After five weeks of cellular differentiation, 500 nanograms per mL of irisin decreased Aβ-40 and 42 expressions in conditioned media and only Aβ42 expression in ReN-mGAP pellets, indicating more severe AD pathology than ReN-GA.
In five-week three-dimensional-AD cultures, irisin treatment did not enhance LDH release, showing that the irisin-induced Aβ reduction did not occur from cell death. Instead, it lowered LDH secretion at 500 nanograms per mL in five-week three-dimensional-AD cells at the time of endogenous loss of cells, showing neuroprotective benefits. Irisin showed no effect on BDNF expression in the five-week three-dimensional-AD cultures, demonstrating that the drop in Aβ caused by irisin was not BDNF-regulated.
Irisin quickly activated integrin receptors, as evidenced by increased phosphorylated focal adhesion kinase (p-FAK) and cyclic AMP response element-binding protein (CREB) phosphorylation in ReN-mGAP and hiPSC-Astro cultures. Irisin increased integrin signaling in the AD- and hiPSC-Astro cultures, based on the findings. Irisin lowered the expressions of nuclear factor kappa B (NF-kB) p65, complement C3 (C3), C3a receptor (C3aR), and apolipoprotein E (APOE) in the gels of five-week ReN-GA cells. Irisin treatment did not affect amyloid precursor protein (APP) processing.
In the AD cultures, irisin decreased the quantity and size of dystrophic neurites as well as cell hyperexcitability and boosted secNEP levels. Sacubitril inhibited secNEP activity in the three-dimensional culture medium.
Irisin and sacubitril co-treatment dramatically increased Aβ42 expression in AD cultures, indicating that irisin required increased secNEP activity to decrease Aβ42 expression. L-a-aminoadipate (L-AAA) therapy significantly reduced S100b and ITGB5 expression among ReN-mGAP cells, indicating that ITGB5 was mainly expressed in astrocytes in the 3D-AD model.

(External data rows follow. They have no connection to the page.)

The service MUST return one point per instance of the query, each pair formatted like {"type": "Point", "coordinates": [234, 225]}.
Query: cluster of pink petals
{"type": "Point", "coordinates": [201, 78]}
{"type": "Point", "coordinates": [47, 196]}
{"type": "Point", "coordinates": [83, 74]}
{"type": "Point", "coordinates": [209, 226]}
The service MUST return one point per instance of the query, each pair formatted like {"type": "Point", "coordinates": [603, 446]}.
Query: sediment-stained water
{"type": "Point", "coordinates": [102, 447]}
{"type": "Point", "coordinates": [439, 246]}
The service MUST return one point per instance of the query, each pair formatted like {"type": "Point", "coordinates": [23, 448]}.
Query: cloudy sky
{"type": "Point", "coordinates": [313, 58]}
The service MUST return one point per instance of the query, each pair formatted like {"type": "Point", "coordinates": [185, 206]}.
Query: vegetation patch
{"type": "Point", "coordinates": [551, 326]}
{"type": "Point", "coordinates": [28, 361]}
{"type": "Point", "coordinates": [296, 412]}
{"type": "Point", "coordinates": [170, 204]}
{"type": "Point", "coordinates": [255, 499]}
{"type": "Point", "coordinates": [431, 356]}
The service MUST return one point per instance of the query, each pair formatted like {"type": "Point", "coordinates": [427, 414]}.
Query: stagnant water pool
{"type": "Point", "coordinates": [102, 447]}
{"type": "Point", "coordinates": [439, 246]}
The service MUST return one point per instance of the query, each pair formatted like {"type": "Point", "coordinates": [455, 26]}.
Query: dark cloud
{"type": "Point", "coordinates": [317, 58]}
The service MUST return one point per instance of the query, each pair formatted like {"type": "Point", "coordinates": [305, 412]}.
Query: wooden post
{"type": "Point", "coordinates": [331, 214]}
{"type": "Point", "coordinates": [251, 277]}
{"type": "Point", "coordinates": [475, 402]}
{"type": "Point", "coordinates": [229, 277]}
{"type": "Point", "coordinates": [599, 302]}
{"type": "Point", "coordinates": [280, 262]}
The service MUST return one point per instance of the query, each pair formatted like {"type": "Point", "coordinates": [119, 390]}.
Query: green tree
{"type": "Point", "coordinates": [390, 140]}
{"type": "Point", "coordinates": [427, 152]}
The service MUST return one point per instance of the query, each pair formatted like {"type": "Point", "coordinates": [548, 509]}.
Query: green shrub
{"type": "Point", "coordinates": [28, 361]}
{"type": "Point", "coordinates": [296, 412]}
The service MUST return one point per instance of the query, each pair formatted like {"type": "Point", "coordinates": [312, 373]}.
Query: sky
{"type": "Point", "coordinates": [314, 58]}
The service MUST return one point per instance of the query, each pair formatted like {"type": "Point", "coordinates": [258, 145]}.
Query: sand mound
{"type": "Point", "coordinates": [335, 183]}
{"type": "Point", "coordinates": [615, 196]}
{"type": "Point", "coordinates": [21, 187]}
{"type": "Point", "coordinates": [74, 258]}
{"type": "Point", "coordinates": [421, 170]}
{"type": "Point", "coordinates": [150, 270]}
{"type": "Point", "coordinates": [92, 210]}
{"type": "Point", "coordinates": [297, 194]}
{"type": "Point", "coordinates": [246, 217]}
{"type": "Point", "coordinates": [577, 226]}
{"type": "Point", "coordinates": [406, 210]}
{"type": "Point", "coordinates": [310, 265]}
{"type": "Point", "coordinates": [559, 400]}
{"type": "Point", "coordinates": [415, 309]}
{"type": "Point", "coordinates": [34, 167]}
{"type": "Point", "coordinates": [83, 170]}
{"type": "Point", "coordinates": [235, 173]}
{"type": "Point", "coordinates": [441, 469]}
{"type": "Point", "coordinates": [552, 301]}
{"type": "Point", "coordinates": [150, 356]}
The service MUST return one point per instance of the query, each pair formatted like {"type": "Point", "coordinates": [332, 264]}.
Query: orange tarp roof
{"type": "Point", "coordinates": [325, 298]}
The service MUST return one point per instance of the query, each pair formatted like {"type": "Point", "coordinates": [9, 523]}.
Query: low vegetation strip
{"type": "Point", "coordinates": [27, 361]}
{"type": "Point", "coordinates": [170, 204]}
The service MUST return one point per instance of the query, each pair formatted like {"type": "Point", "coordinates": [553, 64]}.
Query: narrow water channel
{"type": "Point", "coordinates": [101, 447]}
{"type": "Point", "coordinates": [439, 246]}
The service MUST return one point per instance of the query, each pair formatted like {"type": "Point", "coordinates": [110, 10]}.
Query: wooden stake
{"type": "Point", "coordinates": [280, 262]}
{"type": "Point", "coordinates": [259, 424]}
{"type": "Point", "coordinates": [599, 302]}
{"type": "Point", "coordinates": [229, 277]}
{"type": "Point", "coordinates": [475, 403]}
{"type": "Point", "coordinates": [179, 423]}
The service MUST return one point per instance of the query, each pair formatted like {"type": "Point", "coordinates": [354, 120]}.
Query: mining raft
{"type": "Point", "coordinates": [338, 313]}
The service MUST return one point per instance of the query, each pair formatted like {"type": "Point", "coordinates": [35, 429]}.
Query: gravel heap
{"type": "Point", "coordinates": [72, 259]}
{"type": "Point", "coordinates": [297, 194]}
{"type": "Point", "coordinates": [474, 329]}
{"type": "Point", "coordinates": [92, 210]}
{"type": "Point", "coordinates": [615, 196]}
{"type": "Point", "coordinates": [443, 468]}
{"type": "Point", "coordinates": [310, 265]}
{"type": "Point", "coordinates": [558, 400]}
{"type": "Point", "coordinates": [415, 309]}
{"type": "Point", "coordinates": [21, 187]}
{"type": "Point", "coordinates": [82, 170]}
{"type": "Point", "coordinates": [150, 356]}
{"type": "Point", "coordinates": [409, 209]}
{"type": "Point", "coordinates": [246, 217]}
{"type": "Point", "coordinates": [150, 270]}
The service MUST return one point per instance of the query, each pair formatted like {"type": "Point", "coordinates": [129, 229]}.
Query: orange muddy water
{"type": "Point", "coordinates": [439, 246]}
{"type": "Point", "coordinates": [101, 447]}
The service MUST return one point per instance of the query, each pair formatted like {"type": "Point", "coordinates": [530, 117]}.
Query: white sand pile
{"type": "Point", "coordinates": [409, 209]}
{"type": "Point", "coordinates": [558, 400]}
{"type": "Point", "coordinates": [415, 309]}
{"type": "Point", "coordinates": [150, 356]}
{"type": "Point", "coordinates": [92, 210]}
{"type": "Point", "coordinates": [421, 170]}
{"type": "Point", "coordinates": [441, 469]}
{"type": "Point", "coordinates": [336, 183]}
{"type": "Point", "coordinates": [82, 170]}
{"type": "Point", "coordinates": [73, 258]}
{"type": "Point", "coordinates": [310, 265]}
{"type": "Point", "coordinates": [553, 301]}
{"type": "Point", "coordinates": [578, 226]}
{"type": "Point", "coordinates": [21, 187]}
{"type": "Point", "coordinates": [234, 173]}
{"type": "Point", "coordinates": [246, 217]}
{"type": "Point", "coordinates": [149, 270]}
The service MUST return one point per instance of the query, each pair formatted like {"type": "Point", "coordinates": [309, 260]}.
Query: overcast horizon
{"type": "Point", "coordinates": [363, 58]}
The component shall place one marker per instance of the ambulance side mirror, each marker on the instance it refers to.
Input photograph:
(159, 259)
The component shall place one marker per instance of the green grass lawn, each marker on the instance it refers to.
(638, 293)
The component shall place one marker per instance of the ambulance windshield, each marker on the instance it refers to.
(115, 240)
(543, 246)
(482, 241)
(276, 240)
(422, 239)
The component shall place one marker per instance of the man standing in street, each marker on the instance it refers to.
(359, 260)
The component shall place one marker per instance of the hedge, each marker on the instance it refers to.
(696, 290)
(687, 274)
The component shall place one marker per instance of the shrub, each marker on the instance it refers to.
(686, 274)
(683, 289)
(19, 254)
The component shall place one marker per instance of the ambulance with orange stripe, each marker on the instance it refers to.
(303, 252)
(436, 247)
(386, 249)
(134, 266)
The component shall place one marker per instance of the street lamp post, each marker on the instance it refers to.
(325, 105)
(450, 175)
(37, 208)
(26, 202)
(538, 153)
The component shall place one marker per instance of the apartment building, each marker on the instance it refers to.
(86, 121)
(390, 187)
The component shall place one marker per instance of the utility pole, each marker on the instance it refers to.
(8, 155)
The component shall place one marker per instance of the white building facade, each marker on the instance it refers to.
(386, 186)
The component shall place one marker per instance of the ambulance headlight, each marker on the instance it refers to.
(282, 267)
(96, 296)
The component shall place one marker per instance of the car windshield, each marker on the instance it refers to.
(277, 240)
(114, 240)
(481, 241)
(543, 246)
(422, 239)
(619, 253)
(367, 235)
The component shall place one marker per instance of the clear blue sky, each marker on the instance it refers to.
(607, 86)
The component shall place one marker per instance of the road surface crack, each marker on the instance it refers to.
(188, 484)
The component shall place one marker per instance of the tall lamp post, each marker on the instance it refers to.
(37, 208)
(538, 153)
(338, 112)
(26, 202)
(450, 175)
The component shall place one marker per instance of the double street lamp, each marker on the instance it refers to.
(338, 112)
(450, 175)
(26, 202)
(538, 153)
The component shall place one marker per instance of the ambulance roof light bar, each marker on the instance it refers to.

The capacity of irisin to lower STAT3, C3aR, and NF-kB p65 was abolished when combined with an integrin αV/β5 antibody. Irisin inhibited the expression of reactive astrocyte genes and proteins. Irisin decreased STAT3 levels by blocking interleukin-6 (IL-6)/ERK signaling, enhancing secNEP release. A1 inducer treatment decreased neprilysin expression in hiPSC-Astro cell lysates. Irisin also lowered the amount of phosphorylated tau protein in the body.
Overall, the study findings showed that irisin significantly reduced Aβ pathology by boosting the astrocytic release of the Aβ-degrading enzyme neprilysin, mediated via ERK-STAT3 signaling downregulation. The findings lend support to the development of irisin as a possible therapeutic target for Alzheimer’s disease.